Louis Luetgert: Powerful Legend Who Was Accused Of Murdering His Wife

Luetgert lived and established himself as a successful business man in Chicago. It was named A. L Luetgert Sausage and packing company with recognition as the king of Chicago. He immigrated to Chicago in the 1870s, where he married Caroline Roepke in 1872 and lived with her until her death in 1877, having three children with her. Ludwig married Louisa Bicknese on January 18, 1878, because of his problems.

Adolph Louis Luetgert was said to have been born and raised in Gutersloh, Westphalia. This is today called Germany. He was convicted of murdering his second wife since all hands were pointing at him, due to the misunderstanding and threats they both had. Louisa didn’ t enjoy her second marriage.

On May 1, 1897, Louisa was questioned by her children about the account of their missing mother that night. He then lied to them that she had gone to visit her sister, after being reported missing by the police. Diedrich Bicknes’ brother reported him to the police, where he declared himself innocent of his wife’ s disappearance.

The source, who knew Lutetgert, said a lot about him. First, his gateman described how Lutgert came into the factory with his wife the same night at 10: 30 p. m. , and how he was paid not to expose Louisa’ s murder. He ran from the company as soon as the offer was made and could take the rest of the night off.

Others claimed he had an affair with a widow whom he intended to marry once he had gotten rid of Louisa and recovered from his financial difficulties.

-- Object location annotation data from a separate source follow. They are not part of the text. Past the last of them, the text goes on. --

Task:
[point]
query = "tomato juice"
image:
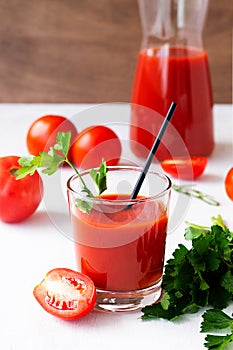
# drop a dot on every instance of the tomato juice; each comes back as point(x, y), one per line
point(121, 248)
point(178, 74)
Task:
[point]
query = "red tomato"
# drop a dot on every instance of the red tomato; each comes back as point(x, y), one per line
point(42, 133)
point(185, 168)
point(18, 198)
point(229, 184)
point(93, 144)
point(66, 293)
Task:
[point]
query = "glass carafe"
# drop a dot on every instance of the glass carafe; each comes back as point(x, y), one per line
point(173, 66)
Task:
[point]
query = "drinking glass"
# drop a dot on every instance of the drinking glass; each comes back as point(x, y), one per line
point(120, 243)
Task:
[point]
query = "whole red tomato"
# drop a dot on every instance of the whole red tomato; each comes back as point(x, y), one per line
point(229, 184)
point(66, 293)
point(93, 144)
point(18, 198)
point(42, 133)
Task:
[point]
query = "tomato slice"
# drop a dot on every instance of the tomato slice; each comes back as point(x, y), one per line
point(185, 168)
point(229, 183)
point(66, 293)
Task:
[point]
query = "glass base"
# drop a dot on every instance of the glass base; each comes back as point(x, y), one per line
point(114, 301)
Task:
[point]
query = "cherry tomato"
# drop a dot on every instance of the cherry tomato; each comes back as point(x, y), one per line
point(93, 144)
point(42, 133)
point(66, 293)
point(18, 198)
point(185, 168)
point(229, 184)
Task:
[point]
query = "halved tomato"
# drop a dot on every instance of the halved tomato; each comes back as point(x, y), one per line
point(185, 168)
point(66, 293)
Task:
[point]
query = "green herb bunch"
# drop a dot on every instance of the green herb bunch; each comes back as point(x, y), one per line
point(51, 161)
point(199, 277)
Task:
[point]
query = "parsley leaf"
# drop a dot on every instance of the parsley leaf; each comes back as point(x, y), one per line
point(214, 320)
point(100, 176)
point(50, 162)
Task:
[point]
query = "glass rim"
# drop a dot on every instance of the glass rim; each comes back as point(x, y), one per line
point(120, 201)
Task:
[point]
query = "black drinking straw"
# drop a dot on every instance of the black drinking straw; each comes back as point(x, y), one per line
point(153, 151)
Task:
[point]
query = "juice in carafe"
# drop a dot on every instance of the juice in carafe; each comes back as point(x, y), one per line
point(172, 71)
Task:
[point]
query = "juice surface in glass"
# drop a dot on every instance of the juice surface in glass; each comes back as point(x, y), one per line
point(179, 74)
point(121, 249)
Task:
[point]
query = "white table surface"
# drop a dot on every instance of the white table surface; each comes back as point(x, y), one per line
point(29, 249)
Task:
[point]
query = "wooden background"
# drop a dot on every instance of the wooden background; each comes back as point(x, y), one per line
point(86, 50)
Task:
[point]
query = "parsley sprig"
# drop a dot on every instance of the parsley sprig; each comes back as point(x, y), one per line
point(198, 277)
point(51, 161)
point(215, 320)
point(189, 191)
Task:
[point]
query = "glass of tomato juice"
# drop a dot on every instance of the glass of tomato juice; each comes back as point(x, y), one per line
point(120, 243)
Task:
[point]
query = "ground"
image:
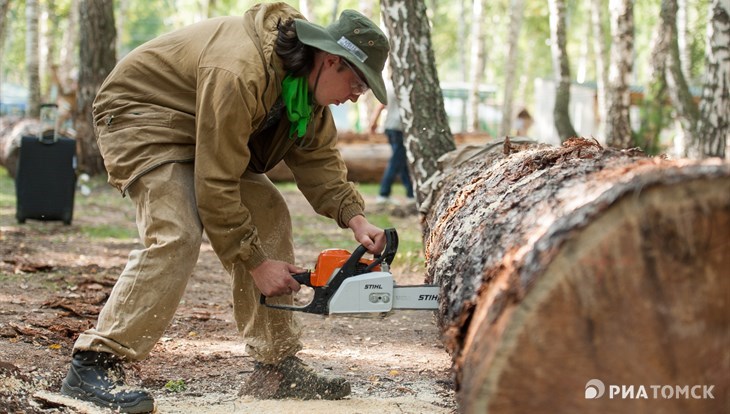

During their investigation, the police discovered a nonmetallic chemical with an element (arsenic) attached to potash in a bill the day before the murder.

Another evidence of his guilt was the discovery of Louisa’ s ring, a human score, bone fragments, and two toe phalanxes in the factory sausage, where he had killed and burned her to remain in the factory furnace.

Because this was obvious, Louis was tried in a country court in August 1897, using the three people discovered in the factory furnace as evidence. Though his lawyer, Willia Vicent, claimed that Louisa left the house freely that night, he also claimed that she was seen by many people prior to the trial, while Lottert told the police that she ran away with another man.

Charles S. Deneen, an artist, was found guilty and convicted of murdering his wife after being prosecuted by the state. As a result, he was sentenced to life in prison on February 9, 1898, and died of heart disease a year and a half later.